While it is the role of hedge funds to reduce risk by spread betting on multiple market fluctuations, a ‘no deal’ Brexit is a one-off market-moving event ultimately in the control of politicians.
In his first statement on the steps of Downing Street, the new prime minister vowed to leave the EU on 31 October “no ifs or buts,” adding: “People who bet against Britain are going to lose their shirts.”
A week before the Government’s official spending watchdog, the Office for Budget Responsibility, warned that a ‘no deal’ Brexit would shrink the UK economy by 2% in 2020 and trigger a recession. The Centre for Economic Performance at the London School of Economics has forecast that the average household could lose between £2,519 to £5,573 per year from real incomes over the next 15 years.
However, according to City insiders, Boris Johnson’s push towards a ‘no deal’ Brexit is a “free lunch” for hedge funds and currency traders.
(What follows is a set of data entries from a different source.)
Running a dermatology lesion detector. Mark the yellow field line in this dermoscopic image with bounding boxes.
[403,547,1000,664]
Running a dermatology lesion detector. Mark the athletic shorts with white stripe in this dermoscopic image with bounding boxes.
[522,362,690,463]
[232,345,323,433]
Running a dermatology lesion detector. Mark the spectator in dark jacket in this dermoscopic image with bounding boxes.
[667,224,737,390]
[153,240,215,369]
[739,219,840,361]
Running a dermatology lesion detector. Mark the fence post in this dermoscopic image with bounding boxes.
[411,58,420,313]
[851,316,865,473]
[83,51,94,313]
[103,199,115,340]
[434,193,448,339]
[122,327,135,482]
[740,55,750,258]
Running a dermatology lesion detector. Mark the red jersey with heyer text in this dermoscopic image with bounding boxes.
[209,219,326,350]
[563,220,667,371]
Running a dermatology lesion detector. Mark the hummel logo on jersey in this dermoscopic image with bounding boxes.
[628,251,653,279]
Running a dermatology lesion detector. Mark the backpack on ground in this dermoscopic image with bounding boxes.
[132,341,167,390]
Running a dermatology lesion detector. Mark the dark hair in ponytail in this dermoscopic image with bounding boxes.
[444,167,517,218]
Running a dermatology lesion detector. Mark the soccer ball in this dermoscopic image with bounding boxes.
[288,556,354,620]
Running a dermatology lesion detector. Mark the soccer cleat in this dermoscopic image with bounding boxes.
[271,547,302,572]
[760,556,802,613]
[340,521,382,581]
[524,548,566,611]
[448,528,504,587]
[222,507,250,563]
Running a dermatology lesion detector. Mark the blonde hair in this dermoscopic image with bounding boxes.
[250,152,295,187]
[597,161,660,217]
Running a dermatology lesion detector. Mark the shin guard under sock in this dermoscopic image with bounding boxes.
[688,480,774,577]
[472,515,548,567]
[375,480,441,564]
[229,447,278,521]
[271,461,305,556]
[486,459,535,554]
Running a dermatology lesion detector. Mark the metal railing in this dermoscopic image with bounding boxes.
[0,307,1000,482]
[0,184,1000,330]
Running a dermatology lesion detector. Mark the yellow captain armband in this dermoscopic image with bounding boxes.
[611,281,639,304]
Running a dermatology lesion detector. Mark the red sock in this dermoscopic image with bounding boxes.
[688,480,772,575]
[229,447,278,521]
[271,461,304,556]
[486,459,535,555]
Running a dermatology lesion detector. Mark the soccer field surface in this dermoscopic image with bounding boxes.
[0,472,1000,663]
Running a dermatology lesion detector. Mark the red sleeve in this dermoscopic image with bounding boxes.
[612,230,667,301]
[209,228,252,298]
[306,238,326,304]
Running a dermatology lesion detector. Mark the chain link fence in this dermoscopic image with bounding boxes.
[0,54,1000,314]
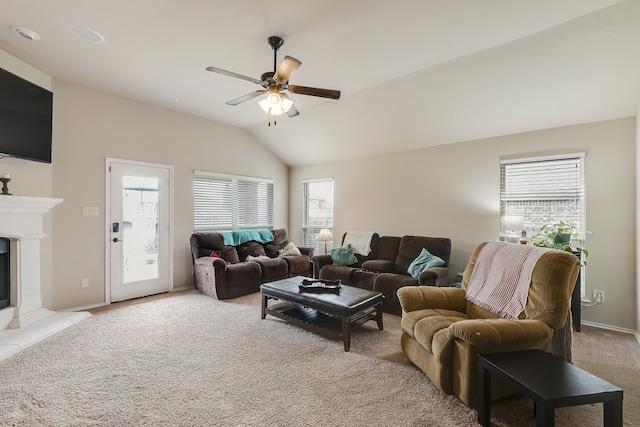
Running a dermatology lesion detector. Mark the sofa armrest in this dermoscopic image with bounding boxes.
[298,246,313,258]
[397,286,467,313]
[447,318,552,351]
[194,256,227,270]
[418,267,449,286]
[362,259,396,273]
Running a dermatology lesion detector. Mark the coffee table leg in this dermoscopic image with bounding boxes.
[376,305,383,330]
[342,317,351,351]
[536,402,556,427]
[477,366,491,427]
[603,400,622,427]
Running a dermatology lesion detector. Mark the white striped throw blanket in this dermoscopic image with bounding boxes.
[466,241,552,319]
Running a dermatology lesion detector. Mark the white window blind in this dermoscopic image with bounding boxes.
[193,171,273,232]
[500,153,585,237]
[302,178,335,254]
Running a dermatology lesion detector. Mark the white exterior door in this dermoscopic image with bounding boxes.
[107,159,173,303]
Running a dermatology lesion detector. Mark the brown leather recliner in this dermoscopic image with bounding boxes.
[312,233,451,316]
[190,228,313,300]
[398,242,580,408]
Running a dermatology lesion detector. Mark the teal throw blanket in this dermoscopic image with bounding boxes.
[221,230,273,246]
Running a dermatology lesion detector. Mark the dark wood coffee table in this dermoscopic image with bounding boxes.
[477,350,623,427]
[260,277,384,351]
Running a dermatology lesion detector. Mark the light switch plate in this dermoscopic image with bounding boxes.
[82,206,98,216]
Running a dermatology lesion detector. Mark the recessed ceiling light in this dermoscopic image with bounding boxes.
[71,27,104,43]
[11,27,40,40]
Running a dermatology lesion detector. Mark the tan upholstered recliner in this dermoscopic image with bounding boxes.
[398,242,580,408]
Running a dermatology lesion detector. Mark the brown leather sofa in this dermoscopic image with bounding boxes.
[398,242,580,408]
[190,228,313,300]
[312,233,451,316]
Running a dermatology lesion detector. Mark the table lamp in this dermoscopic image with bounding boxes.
[316,228,333,254]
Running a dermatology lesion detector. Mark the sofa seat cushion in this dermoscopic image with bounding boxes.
[280,255,311,277]
[413,313,466,359]
[362,259,396,273]
[373,273,418,316]
[236,240,267,261]
[400,308,469,338]
[250,257,288,283]
[319,264,359,285]
[351,270,378,291]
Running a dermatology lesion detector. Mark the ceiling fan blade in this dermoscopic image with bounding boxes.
[289,86,340,99]
[225,89,267,105]
[287,105,300,117]
[275,56,302,83]
[280,92,300,117]
[207,67,262,85]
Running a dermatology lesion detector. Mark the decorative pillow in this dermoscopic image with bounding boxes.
[278,242,302,256]
[329,244,358,265]
[407,248,444,279]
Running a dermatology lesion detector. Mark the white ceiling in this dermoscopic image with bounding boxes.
[0,0,640,166]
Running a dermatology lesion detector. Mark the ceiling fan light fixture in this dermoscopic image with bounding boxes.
[258,92,293,116]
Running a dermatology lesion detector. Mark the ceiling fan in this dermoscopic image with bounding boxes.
[207,36,340,125]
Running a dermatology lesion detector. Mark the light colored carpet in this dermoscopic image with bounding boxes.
[0,291,640,426]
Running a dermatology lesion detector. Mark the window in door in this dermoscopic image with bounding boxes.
[302,178,336,254]
[193,171,273,232]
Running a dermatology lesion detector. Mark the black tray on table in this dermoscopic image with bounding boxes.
[298,279,341,294]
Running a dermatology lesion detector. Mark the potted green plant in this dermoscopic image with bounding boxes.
[531,220,591,265]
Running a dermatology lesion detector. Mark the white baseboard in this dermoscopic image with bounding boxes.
[581,320,640,343]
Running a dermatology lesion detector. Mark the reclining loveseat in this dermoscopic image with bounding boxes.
[398,242,580,408]
[190,228,313,300]
[312,233,451,316]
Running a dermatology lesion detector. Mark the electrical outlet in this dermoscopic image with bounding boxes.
[593,290,604,302]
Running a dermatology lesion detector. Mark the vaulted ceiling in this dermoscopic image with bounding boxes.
[0,0,640,166]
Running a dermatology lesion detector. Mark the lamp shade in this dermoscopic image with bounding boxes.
[317,228,333,242]
[502,215,524,231]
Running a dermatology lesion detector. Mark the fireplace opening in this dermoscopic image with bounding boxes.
[0,238,11,310]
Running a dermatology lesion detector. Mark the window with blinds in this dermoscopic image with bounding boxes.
[302,178,335,254]
[500,153,585,237]
[193,171,273,232]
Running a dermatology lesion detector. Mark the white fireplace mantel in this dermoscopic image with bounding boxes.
[0,195,90,360]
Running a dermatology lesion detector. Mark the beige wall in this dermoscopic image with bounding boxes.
[289,118,637,330]
[50,81,288,309]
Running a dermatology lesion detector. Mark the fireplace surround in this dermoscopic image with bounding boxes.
[0,195,91,360]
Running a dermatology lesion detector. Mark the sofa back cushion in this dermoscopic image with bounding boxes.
[264,228,289,258]
[462,242,580,329]
[394,236,451,276]
[190,233,233,261]
[376,236,401,261]
[341,233,380,267]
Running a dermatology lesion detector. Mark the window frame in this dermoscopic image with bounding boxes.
[302,177,335,254]
[499,152,587,297]
[193,170,274,233]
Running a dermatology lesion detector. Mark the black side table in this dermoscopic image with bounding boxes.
[477,350,623,427]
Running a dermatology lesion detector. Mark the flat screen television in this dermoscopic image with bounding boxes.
[0,68,53,163]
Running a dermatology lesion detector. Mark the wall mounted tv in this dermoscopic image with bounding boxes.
[0,68,53,163]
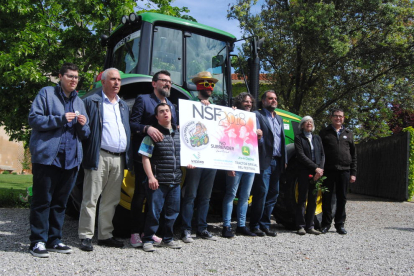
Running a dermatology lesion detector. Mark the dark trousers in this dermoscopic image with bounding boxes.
[249,158,285,229]
[322,171,350,228]
[296,170,318,230]
[142,184,181,243]
[30,163,78,246]
[131,162,148,234]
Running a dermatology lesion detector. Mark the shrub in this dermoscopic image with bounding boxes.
[403,127,414,201]
[0,189,30,208]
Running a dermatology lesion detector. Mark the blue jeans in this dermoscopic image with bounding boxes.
[30,163,78,246]
[250,158,284,229]
[142,183,181,243]
[181,168,217,232]
[223,172,254,227]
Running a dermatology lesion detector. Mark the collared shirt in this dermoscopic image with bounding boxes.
[303,131,315,162]
[264,109,283,157]
[101,91,127,153]
[52,88,79,170]
[138,128,174,158]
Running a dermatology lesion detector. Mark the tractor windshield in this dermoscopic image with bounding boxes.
[113,30,141,74]
[151,27,183,85]
[186,34,227,103]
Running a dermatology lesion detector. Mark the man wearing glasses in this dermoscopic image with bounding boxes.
[130,70,177,247]
[181,71,218,243]
[29,63,90,258]
[319,108,357,235]
[78,68,132,251]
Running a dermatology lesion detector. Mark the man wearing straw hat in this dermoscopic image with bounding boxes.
[181,71,218,243]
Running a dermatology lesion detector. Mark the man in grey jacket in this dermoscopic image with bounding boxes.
[78,68,132,251]
[29,63,90,258]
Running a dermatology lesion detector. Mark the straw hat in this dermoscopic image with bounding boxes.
[191,71,218,83]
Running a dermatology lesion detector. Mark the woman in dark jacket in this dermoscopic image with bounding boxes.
[295,116,325,235]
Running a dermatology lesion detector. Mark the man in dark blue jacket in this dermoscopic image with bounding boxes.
[319,108,357,235]
[250,90,287,237]
[78,68,132,251]
[130,70,177,247]
[29,63,90,258]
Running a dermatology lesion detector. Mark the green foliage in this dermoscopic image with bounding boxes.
[0,0,194,142]
[403,126,414,201]
[228,0,414,140]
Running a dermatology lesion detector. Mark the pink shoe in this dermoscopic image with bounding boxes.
[129,233,142,247]
[152,235,162,245]
[141,233,162,245]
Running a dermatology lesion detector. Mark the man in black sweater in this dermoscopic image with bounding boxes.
[319,109,357,235]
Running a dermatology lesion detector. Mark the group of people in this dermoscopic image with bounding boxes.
[29,63,356,257]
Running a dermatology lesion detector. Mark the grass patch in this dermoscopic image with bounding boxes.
[0,174,33,208]
[0,188,30,208]
[0,174,33,191]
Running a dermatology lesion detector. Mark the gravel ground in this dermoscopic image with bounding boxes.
[0,195,414,276]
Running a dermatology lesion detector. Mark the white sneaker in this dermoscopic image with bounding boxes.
[161,240,181,249]
[30,242,49,258]
[181,230,194,243]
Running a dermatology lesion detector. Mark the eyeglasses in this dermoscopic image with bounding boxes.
[158,79,172,84]
[199,81,216,88]
[64,74,80,80]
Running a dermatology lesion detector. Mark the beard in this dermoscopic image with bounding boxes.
[158,87,171,98]
[198,90,213,99]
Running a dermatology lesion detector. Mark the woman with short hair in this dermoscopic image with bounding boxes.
[295,116,325,235]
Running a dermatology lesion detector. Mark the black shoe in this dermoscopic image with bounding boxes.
[236,227,257,237]
[262,227,277,237]
[29,242,49,258]
[46,243,72,254]
[336,226,348,235]
[250,228,266,237]
[221,226,234,238]
[98,237,124,248]
[321,226,331,234]
[80,239,93,251]
[197,229,217,241]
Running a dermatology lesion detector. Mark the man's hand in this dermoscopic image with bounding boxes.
[147,126,164,142]
[148,177,159,190]
[65,112,76,123]
[78,115,86,126]
[315,168,323,176]
[256,129,263,140]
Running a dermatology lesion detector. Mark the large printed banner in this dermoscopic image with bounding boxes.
[179,99,260,173]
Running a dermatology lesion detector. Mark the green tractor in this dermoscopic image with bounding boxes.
[67,13,308,235]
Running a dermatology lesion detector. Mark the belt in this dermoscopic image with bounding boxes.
[101,148,125,156]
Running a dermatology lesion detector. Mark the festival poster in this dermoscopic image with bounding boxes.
[179,99,260,173]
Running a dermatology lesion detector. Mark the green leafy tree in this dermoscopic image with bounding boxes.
[0,0,194,142]
[228,0,414,140]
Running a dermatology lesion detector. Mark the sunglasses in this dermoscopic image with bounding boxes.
[199,81,216,88]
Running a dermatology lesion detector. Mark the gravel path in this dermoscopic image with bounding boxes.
[0,195,414,276]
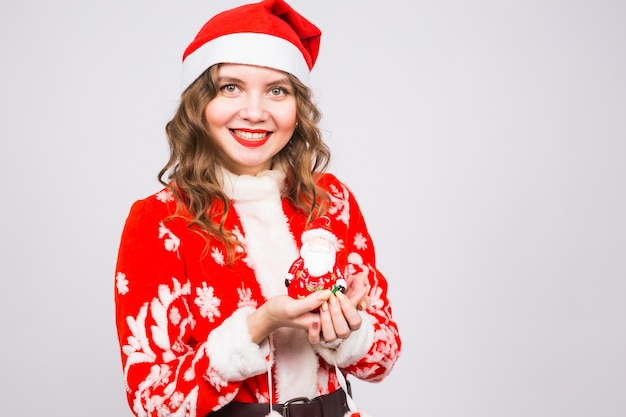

Sir Jim O’Neill, the former Chairman of Goldman Sachs’ Asset Management, told Radio 4’s The World at One that Johnson’s ‘no deal’ push was seen by some of his former colleagues as a positive thing. “A lot of them are saying thank goodness for Boris, he’s giving us a chance to make some money,” O’Neill said.
The Rising Influence of Hedge Funds
While there has been some debate about Byline Times’ exclusive story on donors to Boris Johnson and the Vote Leave campaign amassing $8 billion in short positions around a ‘no deal’ Brexit, the central finding – the exorbitant role of hedge funds and traders in his campaign – has not been questioned.
In a detailed investigation, Byline Times determined how many donations to Johnson’s Conservative Party leadership campaign came from hedge funds, City traders or wealthy investors. This revealed that, between 24 May and 23 July 2019, £357,500 of the £552,500 came from such donors. They made up 65% of the value of the donations, and 30 out of 40 (75%) of the number of donors.
This contrasts starkly with 2015 when the then Labour Party leader Ed Miliband attacked the Conservatives as “the party of Mayfair hedge funds and Monaco tax avoiders”. That year, the Financial Times revealed that eight of the top 20 donors, who accounted for 35% of all party funding, had a City background.
In 2017, the Independent calculated that just over 25% of all donations to the Conservative party – totalling £11.3 million – had come from hedge funds or people associated with hedge funds, investment bankers and the finance sector in general.
Traditionally, the Conservative Party relied on various sectors of industry and small businesses for its political funding, but most of these have decried a ‘no deal’ Brexit as bad for business. By contrast, Boris Johnson remains heavily reliant on one of the few sectors – hedge funds, foreign exchange and derivative trading – which could actually profit from a sudden decline in share prices or the fall of sterling.